Furthermore, the expected transformational impact of Palantir's shift towards AI has not materialized as hoped. While the company saw impressive sales growth of 47% in 2020, that rate has declined to 29% for 2024. While this rate is still positive, it struggles to justify a staggering price-to-earnings (P/E) ratio of 419.
Additionally, Palantir's profitability is under significant pressure due to substantial expenses from stock-based compensation, which amounted to $281.8 million in the fourth quarter alone. This figure represents 74% of the adjusted earnings before interest, taxes, depreciation, and amortization (EBITDA).
Tesla
Similarly, Tesla's stock has soared due to the excitement around generative AI and the political circumstances following Trump's election. However, the ongoing political influence on Tesla from CEO Elon Musk may be detrimental to the company’s image.

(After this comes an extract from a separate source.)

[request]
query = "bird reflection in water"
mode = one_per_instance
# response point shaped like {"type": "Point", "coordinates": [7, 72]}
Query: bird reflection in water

Analysts at JPMorgan have pointed out that Tesla is currently facing severe reputational harm, which is having an adverse effect on sales. For instance, in Germany, sales plummeted by 76% compared to the same period last year, with only 1,429 vehicles sold in February.
On the positive side, certain European markets may not significantly impact Tesla's overall business. Musk’s political connections might assist in alleviating tensions in China, which is currently the world’s largest electric vehicle (EV) market. In 2024, Tesla sold over 657,000 units in China, making it crucial for Musk to fortify this aspect of the business, particularly with intensifying competition from local manufacturers.
With a P/E ratio of 118, Tesla's valuation appears excessively inflated given the slowing sales, damage to its reputation, and various challenges in international markets. While the company is exploring advancements in AI and self-driving technology, which could provide alternative revenue streams outside the automotive sector, investors should refrain from purchasing Tesla stock at this juncture.
Which stock has a better chance of recovery?
Both Palantir and Tesla seem overvalued and susceptible to further declines. However, Palantir is at a higher risk of taking a larger hit due to its more extreme valuation challenges.
On the other hand, Tesla, while facing immediate obstacles, has the potential for long-term growth through its self-driving tech, which could generate new software and service revenues. Investors should avoid Tesla for now, but it may be wise to monitor the company for future developments regarding these promising growth drivers.